While uneasy about the asymmetry of the Shalit deal between Israel and Hamas--a thousand Palestinian prisoners ( invariably described in Israel as “terrorists”) for one Israeli--the Israeli and the American Jewish media are also full of hymns of self-praise for us wonderful Jews: the “price” we paid was “a moral victory for Israel,” demonstrates our adherence to “profound Jewish values” such as “the pride in the value we place on every single human life,” is “a sign of humanity” that is “sadly absent in large parts of the world, especially in this region,” and the like. The implication is unmistakable: we are different from them, the parents of the 1000 Palestinians, and the nation they represent, either did not grieve or had no right to grieve over their “children” in Israeli prisons, nor rejoice over their release.
The blatant racism and infuriating claims of moral superiority aside, there are indeed significant differences between the Israeli and Palestinian prisoner situations.
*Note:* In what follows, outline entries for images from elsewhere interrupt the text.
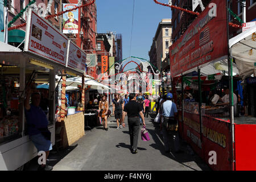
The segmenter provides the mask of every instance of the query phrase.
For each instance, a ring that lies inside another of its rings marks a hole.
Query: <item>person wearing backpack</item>
[[[120,96],[118,94],[115,94],[115,98],[113,102],[113,114],[115,116],[115,119],[117,119],[117,129],[121,129],[125,126],[124,125],[125,122],[122,122],[122,115],[123,114],[123,107],[125,103],[122,98],[120,98]],[[119,121],[120,121],[120,126]],[[122,126],[122,125],[123,126]]]
[[[173,98],[171,93],[167,93],[166,101],[162,105],[163,110],[163,123],[162,130],[166,152],[170,153],[171,151],[175,153],[181,152],[180,150],[179,138],[177,133],[177,110],[176,104],[172,101]],[[171,134],[171,139],[172,147],[168,145],[168,131]]]

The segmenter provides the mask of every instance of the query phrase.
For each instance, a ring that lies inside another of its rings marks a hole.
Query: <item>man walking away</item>
[[[122,127],[122,114],[125,104],[124,102],[122,99],[120,98],[120,96],[116,94],[115,94],[115,98],[113,104],[113,114],[115,116],[115,119],[117,119],[117,129],[119,129],[119,127],[121,129]],[[119,126],[119,121],[120,121],[120,126]]]
[[[146,100],[144,101],[145,103],[145,111],[144,113],[144,117],[146,117],[146,115],[147,115],[147,118],[148,118],[148,112],[149,112],[149,107],[150,107],[150,101],[148,100],[148,96],[146,96]]]
[[[158,112],[158,110],[159,110],[159,104],[160,104],[160,100],[161,100],[161,94],[162,93],[159,92],[158,93],[158,95],[156,96],[156,98],[155,99],[155,109],[156,110],[156,114]]]
[[[137,154],[138,139],[140,129],[140,122],[139,114],[141,115],[143,126],[146,126],[144,115],[142,113],[143,109],[141,105],[136,102],[136,95],[135,93],[129,94],[130,101],[126,104],[123,109],[123,121],[125,120],[126,113],[128,115],[128,125],[129,127],[130,140],[131,143],[131,152],[132,154]]]
[[[171,151],[175,153],[180,152],[179,138],[177,133],[177,110],[176,104],[172,101],[172,94],[168,93],[166,97],[166,101],[162,105],[163,123],[163,136],[166,152],[170,153]],[[168,145],[168,131],[171,133],[172,147],[170,149]]]

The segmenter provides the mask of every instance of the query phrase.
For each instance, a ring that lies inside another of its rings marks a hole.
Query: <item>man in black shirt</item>
[[[125,106],[123,113],[123,121],[125,115],[128,115],[128,126],[129,127],[130,140],[131,143],[131,152],[137,153],[138,139],[139,136],[140,121],[139,114],[141,115],[143,126],[146,126],[143,108],[136,102],[136,95],[134,93],[129,94],[129,101]]]

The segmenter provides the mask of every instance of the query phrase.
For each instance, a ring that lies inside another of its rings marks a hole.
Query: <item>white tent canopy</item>
[[[59,78],[59,80],[60,77]],[[62,82],[62,80],[60,81]],[[58,81],[56,82],[56,84]],[[110,89],[109,87],[105,85],[98,81],[90,79],[88,77],[84,78],[84,84],[85,86],[88,85],[91,85],[90,88],[93,89],[100,89],[100,90],[108,90]],[[72,78],[68,78],[66,79],[66,90],[74,90],[75,88],[78,89],[77,85],[82,86],[82,77],[75,77]]]
[[[229,46],[242,78],[256,74],[256,26],[230,39]]]

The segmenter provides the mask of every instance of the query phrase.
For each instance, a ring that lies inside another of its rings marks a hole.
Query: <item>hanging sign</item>
[[[30,9],[24,51],[65,65],[68,39],[47,21]]]
[[[226,1],[210,2],[170,47],[172,77],[208,62],[226,59]]]
[[[63,4],[63,11],[77,6],[77,4]],[[76,9],[63,14],[63,34],[79,33],[79,10]]]
[[[95,67],[97,64],[96,53],[88,53],[86,55],[87,67]]]
[[[101,56],[101,73],[108,70],[108,56]]]
[[[85,71],[86,53],[70,40],[68,47],[67,67],[84,73]]]

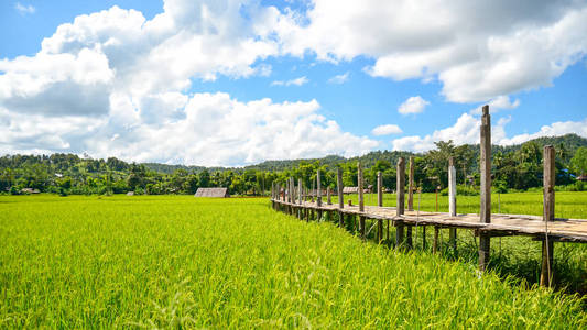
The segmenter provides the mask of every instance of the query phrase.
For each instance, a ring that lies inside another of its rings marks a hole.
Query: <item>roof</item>
[[[343,194],[357,194],[359,193],[359,187],[343,187]]]
[[[33,189],[33,188],[22,188],[21,193],[23,193],[23,194],[39,194],[41,191],[39,191],[39,189]]]
[[[228,188],[198,188],[194,197],[230,197]]]

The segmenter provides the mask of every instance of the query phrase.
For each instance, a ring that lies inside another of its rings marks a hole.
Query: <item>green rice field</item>
[[[541,212],[536,196],[501,197],[502,212]],[[556,215],[587,218],[586,198],[557,193]],[[478,274],[467,234],[454,261],[300,221],[268,198],[0,196],[0,328],[587,327],[578,295]],[[584,245],[567,245],[580,274]],[[524,262],[511,257],[496,265]]]

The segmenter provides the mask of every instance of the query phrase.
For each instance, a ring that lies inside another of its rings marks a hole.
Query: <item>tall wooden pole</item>
[[[548,222],[554,221],[554,185],[555,185],[555,166],[554,166],[554,147],[544,146],[544,207],[543,220],[546,227],[544,241],[542,241],[542,271],[540,273],[540,285],[551,286],[553,283],[553,263],[554,263],[554,244],[548,240]]]
[[[377,206],[378,207],[383,206],[383,176],[381,175],[381,170],[377,172]],[[383,241],[383,220],[382,219],[377,220],[377,241],[380,244]]]
[[[357,163],[357,183],[359,193],[359,211],[365,211],[365,200],[362,196],[362,167],[361,163]]]
[[[303,202],[303,198],[304,198],[303,195],[304,194],[303,194],[303,189],[302,189],[302,179],[298,178],[297,179],[297,204],[298,205],[302,205],[302,202]]]
[[[450,217],[457,216],[457,170],[455,168],[455,160],[448,158],[448,211]],[[457,229],[450,228],[448,230],[448,244],[453,249],[453,254],[457,256]]]
[[[407,210],[414,210],[414,156],[410,156],[410,174],[409,174],[409,191],[407,191]]]
[[[336,188],[338,189],[338,224],[344,227],[345,215],[343,213],[343,209],[345,208],[345,197],[343,195],[343,169],[340,167],[336,169]]]
[[[290,182],[291,182],[291,194],[292,194],[292,204],[295,204],[295,180],[293,177],[290,178]]]
[[[318,168],[318,170],[316,172],[316,204],[318,205],[318,207],[322,206],[322,185],[320,185],[320,169]]]
[[[383,175],[381,170],[377,172],[377,206],[383,206]]]
[[[479,221],[491,222],[491,117],[489,106],[483,106],[480,129],[481,147],[481,208]],[[485,271],[489,262],[491,235],[483,231],[479,234],[479,270]]]
[[[365,211],[365,197],[362,191],[362,167],[361,163],[357,164],[357,182],[358,182],[358,188],[359,188],[359,211]],[[365,217],[359,216],[359,231],[361,233],[361,238],[365,239]]]
[[[395,215],[402,216],[405,209],[405,160],[400,157],[398,161],[398,185],[396,185],[396,208]],[[398,246],[404,244],[404,233],[403,233],[403,223],[400,221],[395,228],[395,243]]]

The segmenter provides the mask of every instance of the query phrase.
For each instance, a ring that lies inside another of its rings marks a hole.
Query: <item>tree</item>
[[[587,147],[581,146],[575,152],[575,156],[570,160],[573,169],[577,175],[587,174]]]

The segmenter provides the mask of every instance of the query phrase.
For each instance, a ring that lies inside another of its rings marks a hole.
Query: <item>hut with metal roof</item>
[[[230,197],[228,188],[198,188],[194,197]]]

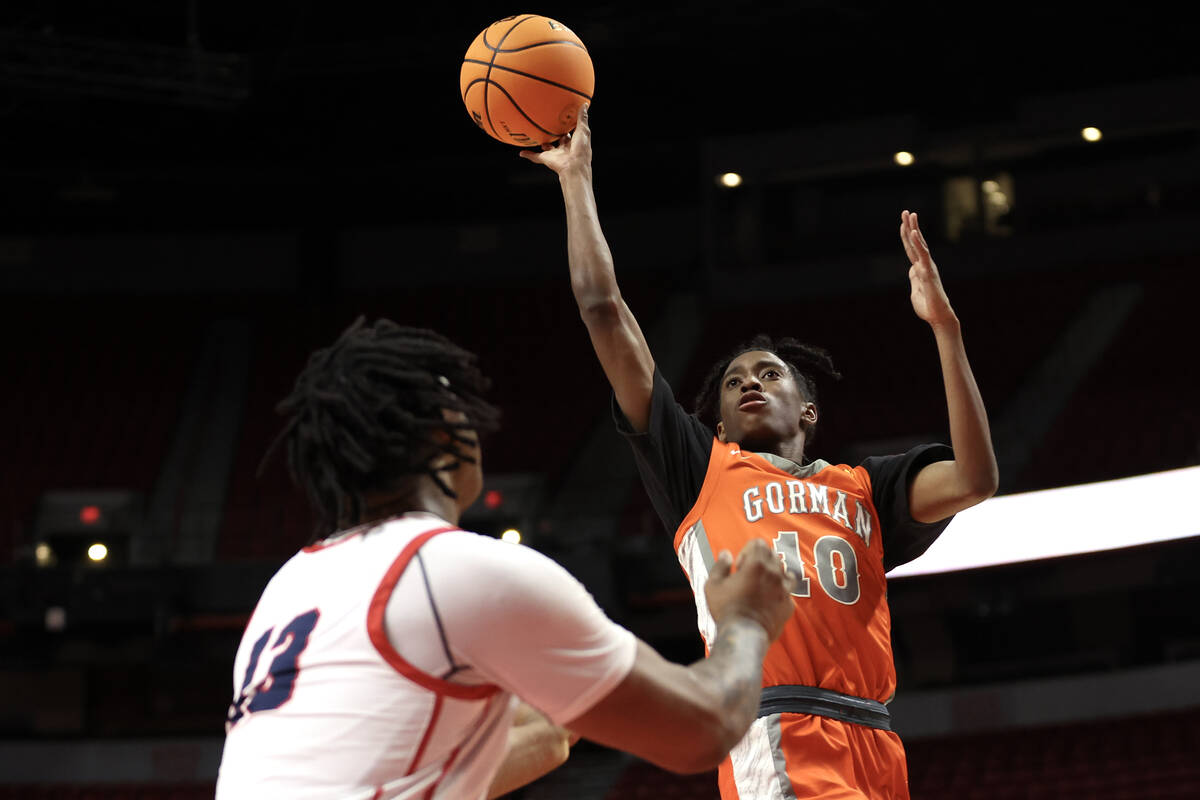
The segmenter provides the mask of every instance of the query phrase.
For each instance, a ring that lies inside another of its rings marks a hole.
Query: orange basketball
[[[583,42],[560,22],[505,17],[467,48],[458,76],[475,125],[518,148],[554,142],[592,102],[595,73]]]

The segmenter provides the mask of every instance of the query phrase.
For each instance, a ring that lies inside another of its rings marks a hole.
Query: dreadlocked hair
[[[804,392],[804,397],[810,403],[817,402],[815,374],[821,374],[834,380],[841,379],[841,373],[834,368],[833,357],[828,350],[814,344],[805,344],[791,336],[773,339],[766,333],[760,333],[749,342],[734,348],[730,355],[714,363],[713,368],[708,371],[708,375],[704,377],[704,381],[701,384],[694,402],[694,410],[701,421],[713,427],[716,426],[721,416],[721,378],[734,359],[751,350],[766,350],[779,356],[787,365],[787,368],[792,371],[792,377],[796,378],[796,381],[800,385],[800,391]],[[811,437],[812,432],[806,432]]]
[[[490,385],[475,356],[442,335],[359,317],[308,357],[276,405],[287,423],[263,465],[286,444],[292,480],[317,513],[313,540],[360,522],[366,492],[394,489],[407,476],[428,475],[457,497],[433,464],[444,455],[475,462],[467,432],[499,427],[499,410],[482,398]],[[464,419],[448,421],[445,411]]]

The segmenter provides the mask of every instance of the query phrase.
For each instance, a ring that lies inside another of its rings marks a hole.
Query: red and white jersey
[[[578,717],[636,638],[540,553],[412,513],[296,553],[234,661],[217,800],[484,798],[515,697]]]

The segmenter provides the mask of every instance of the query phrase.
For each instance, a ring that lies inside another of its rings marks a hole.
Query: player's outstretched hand
[[[950,299],[946,296],[946,289],[942,288],[942,276],[937,271],[937,265],[934,264],[934,257],[929,254],[925,236],[920,233],[916,211],[900,213],[900,241],[904,243],[904,252],[912,264],[908,267],[912,309],[930,325],[958,321],[954,309],[950,308]]]
[[[718,624],[744,616],[767,631],[774,642],[792,616],[794,579],[784,569],[767,542],[751,540],[738,553],[737,563],[722,551],[704,584],[708,610]]]
[[[592,169],[592,128],[588,127],[588,104],[580,107],[580,119],[575,130],[564,133],[554,144],[544,144],[541,150],[522,150],[521,157],[545,164],[556,173]]]

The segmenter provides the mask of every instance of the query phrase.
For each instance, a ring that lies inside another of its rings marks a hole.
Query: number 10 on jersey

While some of the Palestinian prisoners were truly terrorists seeking the unjust cause of the destruction of Israel, surely many others were essentially soldiers in a just cause, national liberation and the creation of an independent state in a small part of Palestine. On the other hand, Shalit was a soldier of a nation whose real cause (continuing the de facto occupation of the Palestinians and Jewish expansion into what remains of their territory) is unjust and whose “profound Jewish values” and “adherence to the dignity of all human lives” does not prevent it—stop me when you think I’m misstating the facts—from occupying, killing, repressing, imprisoning, blockading, and deliberately inflicting deep economic as well as psychological pain on another people.
Who are these people, anyway? Never mind our supposed Jewish moral values, how about our celebrated commitment to reason? Or even self-preservation? Are they quite mad?